Every time the user scrubs back and watches a section again, the re-watched seconds are counted again. A user who watches the same chapter three times during an exploration session produces playback time well above the content duration.

Pattern 3: Multiple plays before a stop

If the user pauses and resumes repeatedly without the session closing, each play-pause-play cycle continues to accumulate playback time in the same session.

Pattern 4: Real-time vs D+1 duration reallocation

In real-time, durations are placed on the next event rather than the one they belong to — because at the moment of an event, Piano doesn't yet know how long that event will last. The daily optimisation routine (runs ~00:00 your site’s timezone) moves each duration to its correct event and merges consecutive heartbeats into single entries.

The practical implication: DataFlow, Data Sharing, and real-time Data Query queries read from the stream table (pre-D+1 reallocation) and will systematically differ from the D+1 interface views — sometimes by hours per session when long pauses or excluded events are involved. For comparable totals across the two sides, query D+1 data, or account for the reallocation mechanism in your downstream processing.

Pattern 5: Live streams

For live content, the "content duration" isn't a fixed value — it grows as the live program continues. A viewer who joins early and stays through the full broadcast accumulates playback time that exceeds any snapshot of the live content's duration captured at the start.

Pattern 6: Tagging issues — duplicate av.heartbeat events

If your player or SDK integration fires duplicate heartbeats (for example, two heartbeat timers running at once after a misconfigured event listener), each heartbeat adds duration. Inspect the event stream — if you see heartbeats firing twice per interval, you have a tagging bug.

How to investigate

  1. Filter to a single session with an unusually high playback time and inspect its events.
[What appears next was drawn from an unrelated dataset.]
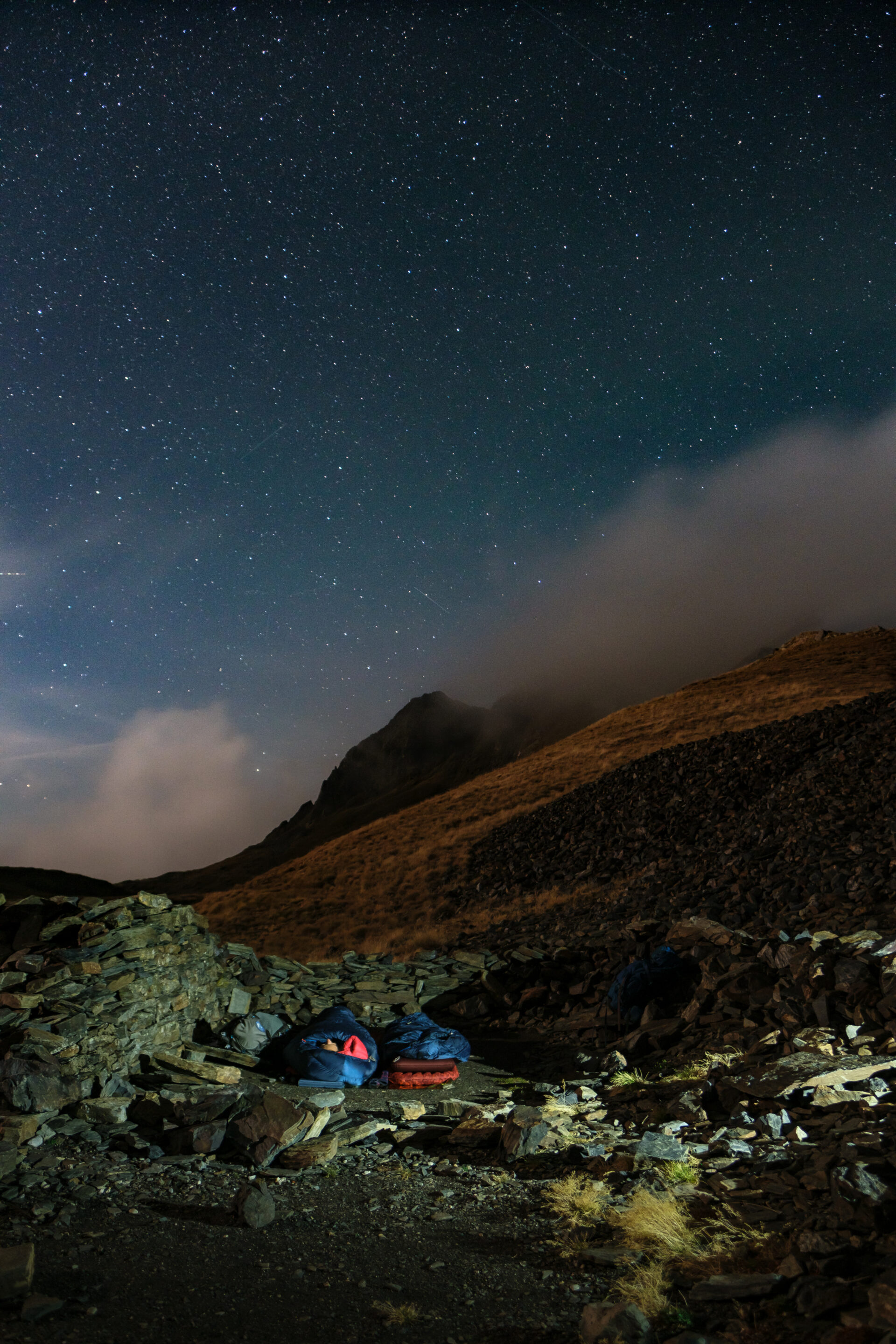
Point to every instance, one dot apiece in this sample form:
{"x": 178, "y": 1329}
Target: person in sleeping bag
{"x": 417, "y": 1036}
{"x": 334, "y": 1049}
If the events show legitimate replays / seek-backs, the metric is correct.

  2. Check the timestamp gap between events. Healthy heartbeats are evenly spaced (typically at your configured frequency). Doubled or irregular intervals point to a tagging issue.

  3. Compare real-time against next-day historical. If the over-count is only visible in real-time and disappears the next day, it's the heartbeat-merging processing — not a bug.

  4. For live content, use av_content_time_consumed (sum of av_cursor_difference) rather than playback time when you want to measure unique time consumed, since cursor difference doesn't double-count replays.

When the number is genuinely wrong

If, after the above, the playback time is still inflated and the event stream looks healthy, the most likely cause is a player integration sending heartbeats while the player is paused (the heartbeat continues to accumulate av_playback_duration even though the user isn't actually watching). Compare playback time to av_position movement — if position is static while playback time grows, the player is mis-reporting its state.